Brown dwarfs are objects thought to have initially begun the process of forming a star but were somehow interrupted before they accumulated sufficient mass and core pressure to ignite nuclear fusion — the process by which the Sun ultimately releases energy in the form of light. An important developmental bridge between bona fide stars and exoplanets, brown dwarfs are very difficult to study because their faint glow fades with time due to a lack of sustained nuclear reactions. The discovery of the object, which goes by the name HD 4747 B, was facilitated by 18 years of precise spectral measurements of the star that indicated it hosts an orbiting companion.

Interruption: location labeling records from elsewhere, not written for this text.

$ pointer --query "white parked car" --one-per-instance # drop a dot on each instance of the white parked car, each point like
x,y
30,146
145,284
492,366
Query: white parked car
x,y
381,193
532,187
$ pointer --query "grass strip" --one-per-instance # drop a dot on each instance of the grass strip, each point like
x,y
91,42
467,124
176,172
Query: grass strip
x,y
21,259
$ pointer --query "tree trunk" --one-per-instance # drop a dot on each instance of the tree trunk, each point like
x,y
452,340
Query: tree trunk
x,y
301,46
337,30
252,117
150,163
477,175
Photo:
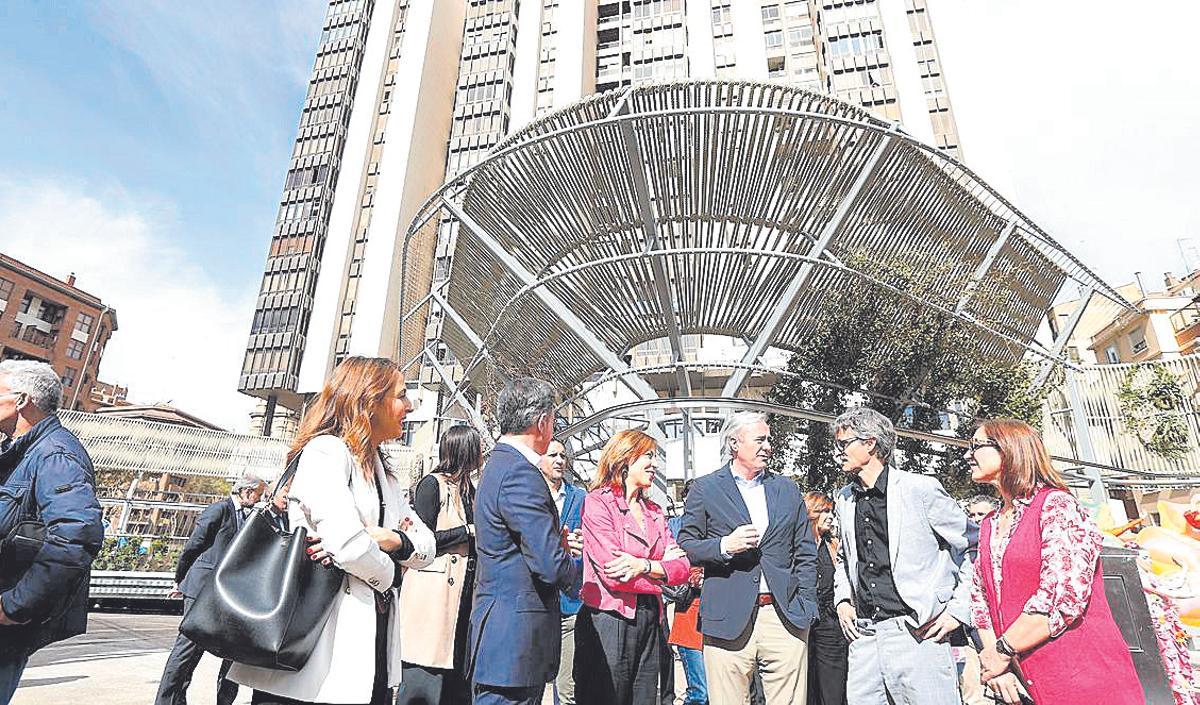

“We suspect that these companions form at the same time and from the same material,” Crepp said. “As such, you can infer physical properties of the brown dwarf from its parent star, like age and composition. There are no other objects for which we know the mass, age and the metallicity simultaneously and also independent of the light that the companion gives off. We can therefore use HD 4747 B as a test-bed to study brown dwarfs, enabling precision astrophysics studies for a directly imaged substellar object.”
In the past, brown dwarf masses have been estimated using theoretical evolutionary models. Crepp’s team instead calculated the mass of HD 4747 B directly using observations of its orbit in an attempt to help refine brown dwarf models. It is expected that this work will in turn help to inform models for extrasolar planets. Based on a three-dimensional orbit analysis, HD 4747 B has a mass of about 60 Jupiters (a mass of 80 Jupiters is required to ignite nuclear fusion), well below the theoretical estimate of 72 Jupiters, although still within uncertainties. Forthcoming measurements acquired by Crepp’s team will provide yet more stringent tests of the models used by astronomers for brown dwarfs.
“This field is transitioning from ‘Hey, I found something neat’ to ‘Hey, I know the mass to within a few percent.’ Now, we can test theoretical models,” Crepp said.
The team detected the object using the Keck telescopes in Hawaii, and published their results in a paper describing the discovery.
The study has been submitted to the Astrophysical Journal. Co-authors of the study include Erica Gonzales and Eric Bechter, both in the Department of Physics at the University of Notre Dame; Benjamin Montet at the Harvard-Smithsonian Center for Astrophysics and the California Institute of Technology; John Asher Johnson at the Harvard-Smithsonian Center for Astrophysics; Danielle Piskorz at the Division of Geological and Planetary Sciences at the California Institute of Technology; Andrew Howard at the Institute for Astronomy at the University of Hawaii; and Howard Isaacson at the University of California Berkeley.